The Cap fandom was one of the longest running in the world -- before the Internet was a glimmer in Al Gore’s eye, people traded zines back and forth, filled with discussions and fanfiction about Cap and Bucky and the Howling Commandos. There had even been a show, back in the dawn of television, aimed at indoctrinating kids about the glories of capitalism and the American way. It was kitsch central, and the assumption went that no one could possibly be a real fan if they hadn’t managed to track down and watch every episode, despite the series never having made it to DVD.

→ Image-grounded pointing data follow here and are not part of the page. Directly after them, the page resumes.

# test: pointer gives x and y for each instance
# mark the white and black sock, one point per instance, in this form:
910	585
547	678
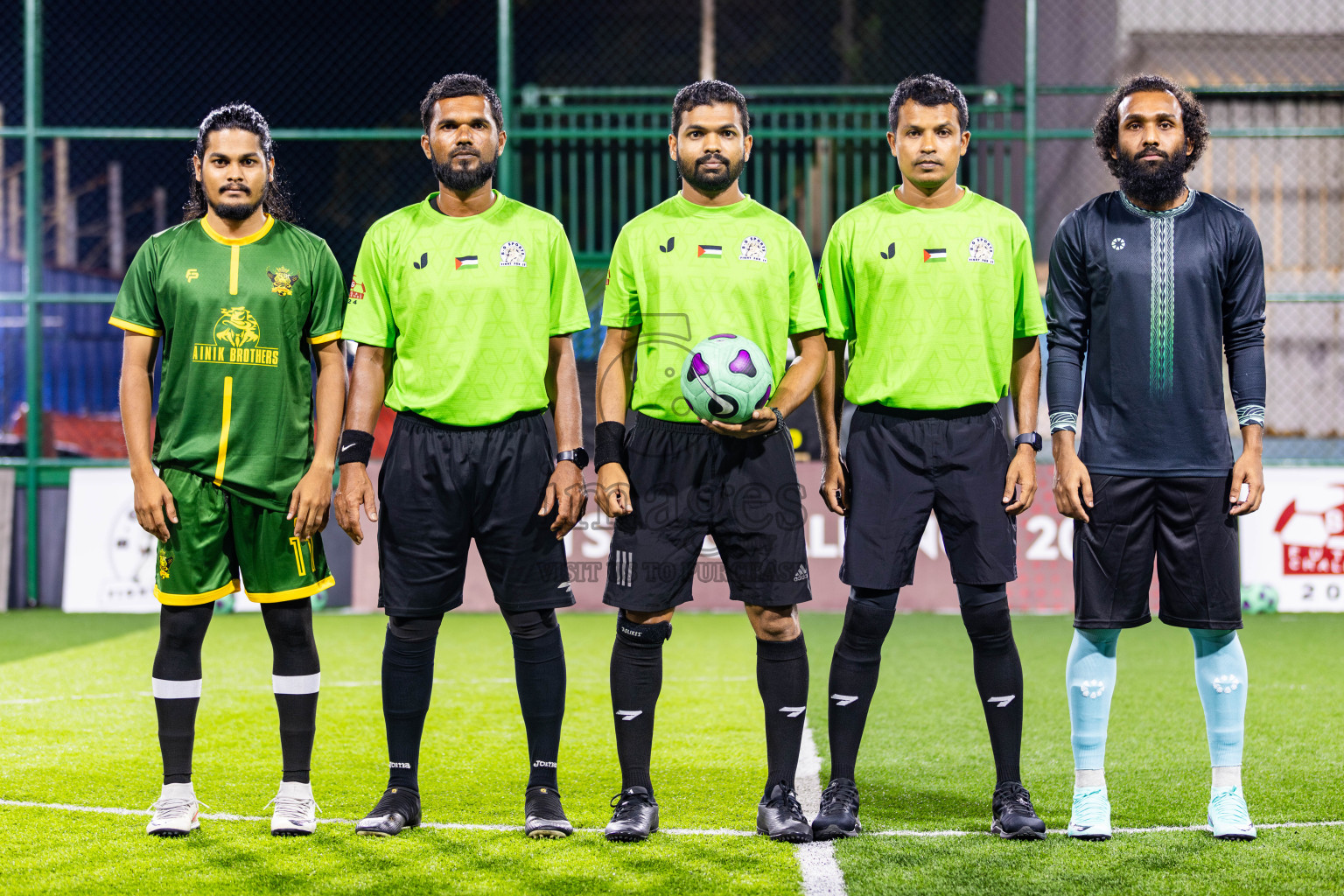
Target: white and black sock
296	677
854	673
782	682
636	682
408	682
176	685
539	672
984	610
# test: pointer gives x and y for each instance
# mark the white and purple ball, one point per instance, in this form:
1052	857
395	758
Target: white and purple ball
726	378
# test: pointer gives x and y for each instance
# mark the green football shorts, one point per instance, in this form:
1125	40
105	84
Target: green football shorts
220	535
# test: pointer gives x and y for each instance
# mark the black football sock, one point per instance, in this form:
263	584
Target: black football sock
295	679
782	682
176	685
636	682
539	670
854	673
984	610
408	682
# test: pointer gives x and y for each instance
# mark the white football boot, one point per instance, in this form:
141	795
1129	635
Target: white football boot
176	812
296	810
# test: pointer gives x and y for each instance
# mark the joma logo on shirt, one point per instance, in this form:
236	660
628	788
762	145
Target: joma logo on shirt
283	281
237	336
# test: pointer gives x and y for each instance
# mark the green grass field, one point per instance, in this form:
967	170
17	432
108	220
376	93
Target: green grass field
77	727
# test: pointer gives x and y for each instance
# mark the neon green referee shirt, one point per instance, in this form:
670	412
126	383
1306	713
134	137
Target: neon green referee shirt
930	300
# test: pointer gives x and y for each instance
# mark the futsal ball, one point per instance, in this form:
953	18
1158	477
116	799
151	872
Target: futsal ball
1260	598
724	378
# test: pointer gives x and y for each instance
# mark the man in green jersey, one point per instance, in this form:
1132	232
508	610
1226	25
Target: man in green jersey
463	306
934	291
707	261
243	303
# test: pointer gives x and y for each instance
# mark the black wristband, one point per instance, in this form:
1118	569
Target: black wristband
356	446
611	444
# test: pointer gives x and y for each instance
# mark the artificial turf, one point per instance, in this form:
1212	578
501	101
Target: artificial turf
77	727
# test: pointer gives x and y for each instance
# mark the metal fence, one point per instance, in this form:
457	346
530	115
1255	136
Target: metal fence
104	108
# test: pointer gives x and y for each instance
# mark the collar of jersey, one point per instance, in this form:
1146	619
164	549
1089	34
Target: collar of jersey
695	208
962	205
1170	213
245	241
438	215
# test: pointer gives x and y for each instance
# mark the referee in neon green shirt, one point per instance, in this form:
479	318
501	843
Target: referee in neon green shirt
463	305
934	290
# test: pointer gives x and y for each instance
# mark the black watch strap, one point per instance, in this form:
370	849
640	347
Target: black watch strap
1030	438
577	456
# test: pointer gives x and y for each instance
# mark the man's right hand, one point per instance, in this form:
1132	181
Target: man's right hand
155	508
1073	486
613	491
835	486
355	491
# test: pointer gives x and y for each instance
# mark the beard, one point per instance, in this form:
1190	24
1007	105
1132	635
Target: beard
234	210
711	185
1152	185
464	180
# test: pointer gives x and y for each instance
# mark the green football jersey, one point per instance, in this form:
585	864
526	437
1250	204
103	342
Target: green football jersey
469	304
930	300
683	273
238	320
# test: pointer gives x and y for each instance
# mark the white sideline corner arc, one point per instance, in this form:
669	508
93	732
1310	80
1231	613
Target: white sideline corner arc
675	832
822	875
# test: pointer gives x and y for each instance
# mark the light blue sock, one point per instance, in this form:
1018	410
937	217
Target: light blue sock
1221	675
1090	677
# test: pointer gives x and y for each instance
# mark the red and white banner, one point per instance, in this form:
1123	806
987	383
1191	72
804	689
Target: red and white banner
1293	547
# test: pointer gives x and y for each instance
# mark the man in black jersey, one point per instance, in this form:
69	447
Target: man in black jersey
1153	284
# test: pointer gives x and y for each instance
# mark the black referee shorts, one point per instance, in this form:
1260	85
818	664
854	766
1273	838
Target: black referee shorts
1184	522
903	464
687	482
443	486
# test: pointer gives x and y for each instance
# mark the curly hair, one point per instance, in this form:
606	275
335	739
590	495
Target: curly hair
930	92
237	117
461	85
1106	130
706	93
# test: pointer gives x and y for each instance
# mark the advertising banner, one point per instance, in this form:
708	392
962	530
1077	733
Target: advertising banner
1293	547
1045	560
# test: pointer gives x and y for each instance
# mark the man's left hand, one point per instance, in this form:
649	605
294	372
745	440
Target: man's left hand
761	422
1248	474
566	494
1022	473
311	502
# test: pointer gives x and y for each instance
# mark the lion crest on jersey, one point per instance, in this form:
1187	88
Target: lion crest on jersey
237	326
283	281
752	250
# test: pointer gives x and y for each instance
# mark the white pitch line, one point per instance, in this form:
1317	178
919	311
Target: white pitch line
822	875
679	832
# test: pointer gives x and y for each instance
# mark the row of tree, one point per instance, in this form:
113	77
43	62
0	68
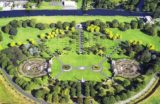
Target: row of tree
12	27
98	25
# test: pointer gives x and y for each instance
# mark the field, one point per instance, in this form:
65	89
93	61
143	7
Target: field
71	57
78	19
154	98
48	6
8	95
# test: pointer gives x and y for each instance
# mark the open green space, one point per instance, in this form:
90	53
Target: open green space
137	35
78	19
75	73
47	6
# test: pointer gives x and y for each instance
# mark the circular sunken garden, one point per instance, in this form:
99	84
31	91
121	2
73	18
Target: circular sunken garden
34	67
126	68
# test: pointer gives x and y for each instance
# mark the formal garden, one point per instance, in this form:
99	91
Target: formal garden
57	61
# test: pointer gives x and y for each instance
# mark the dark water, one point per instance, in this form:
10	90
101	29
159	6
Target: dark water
19	13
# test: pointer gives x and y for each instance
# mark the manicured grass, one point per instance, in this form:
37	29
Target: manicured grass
8	95
139	36
22	35
78	19
79	4
75	74
48	6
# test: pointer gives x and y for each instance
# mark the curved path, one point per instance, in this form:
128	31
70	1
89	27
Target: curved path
102	12
19	89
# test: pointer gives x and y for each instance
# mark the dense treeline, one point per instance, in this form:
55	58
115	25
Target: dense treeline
152	6
12	27
123	26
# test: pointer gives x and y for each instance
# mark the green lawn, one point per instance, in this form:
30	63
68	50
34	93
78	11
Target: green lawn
79	4
48	6
71	57
22	35
78	19
154	98
139	36
75	74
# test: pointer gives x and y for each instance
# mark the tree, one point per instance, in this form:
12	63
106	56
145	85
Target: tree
115	23
105	100
55	98
87	90
87	100
153	31
6	28
49	98
13	31
134	24
145	57
73	92
1	37
40	93
78	89
123	96
122	26
32	23
80	100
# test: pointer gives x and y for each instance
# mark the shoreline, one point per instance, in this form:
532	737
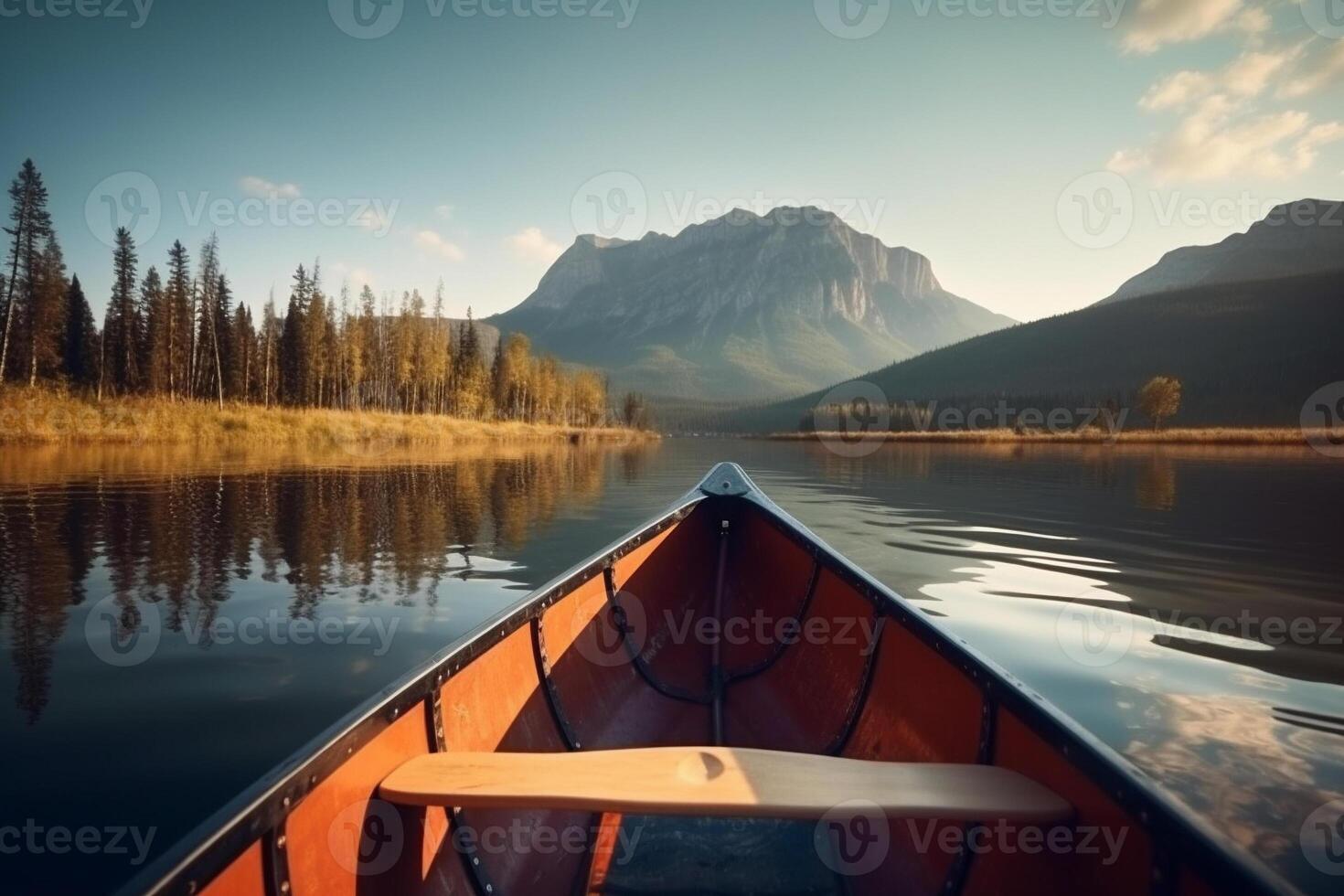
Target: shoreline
45	417
1223	435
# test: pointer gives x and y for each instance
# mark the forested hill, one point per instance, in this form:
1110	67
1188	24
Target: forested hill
1247	354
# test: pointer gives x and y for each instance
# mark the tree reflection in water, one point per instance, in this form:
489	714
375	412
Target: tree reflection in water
183	541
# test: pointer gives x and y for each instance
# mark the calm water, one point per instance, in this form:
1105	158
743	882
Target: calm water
1215	577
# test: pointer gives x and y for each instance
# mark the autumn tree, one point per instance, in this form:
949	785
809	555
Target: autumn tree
1160	400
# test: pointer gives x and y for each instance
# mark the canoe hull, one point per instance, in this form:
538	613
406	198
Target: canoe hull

Jamie knew that this was a load of garbage, but all fandoms had their weird rites of passage anyway. (He actually preferred the shitty seventies movie to the classic TV show. The latter was completely ridiculous but less hysterical.) 

Not to brag or anything, but Jamie had become something of a big name fan in the community. He’d risen from obscurity when he was in college -- the fandom had helped get him fit, and of course, Cap himself was a great inspiration, although Jamie had to do without the super-soldier serum.

Jamie loved fandom, loved the sense of belonging it gave him. Here was a group of people who understood perfectly how Cap made him feel, what an inspiration he was, and also whether or not the rumors about Bucky and him were true... 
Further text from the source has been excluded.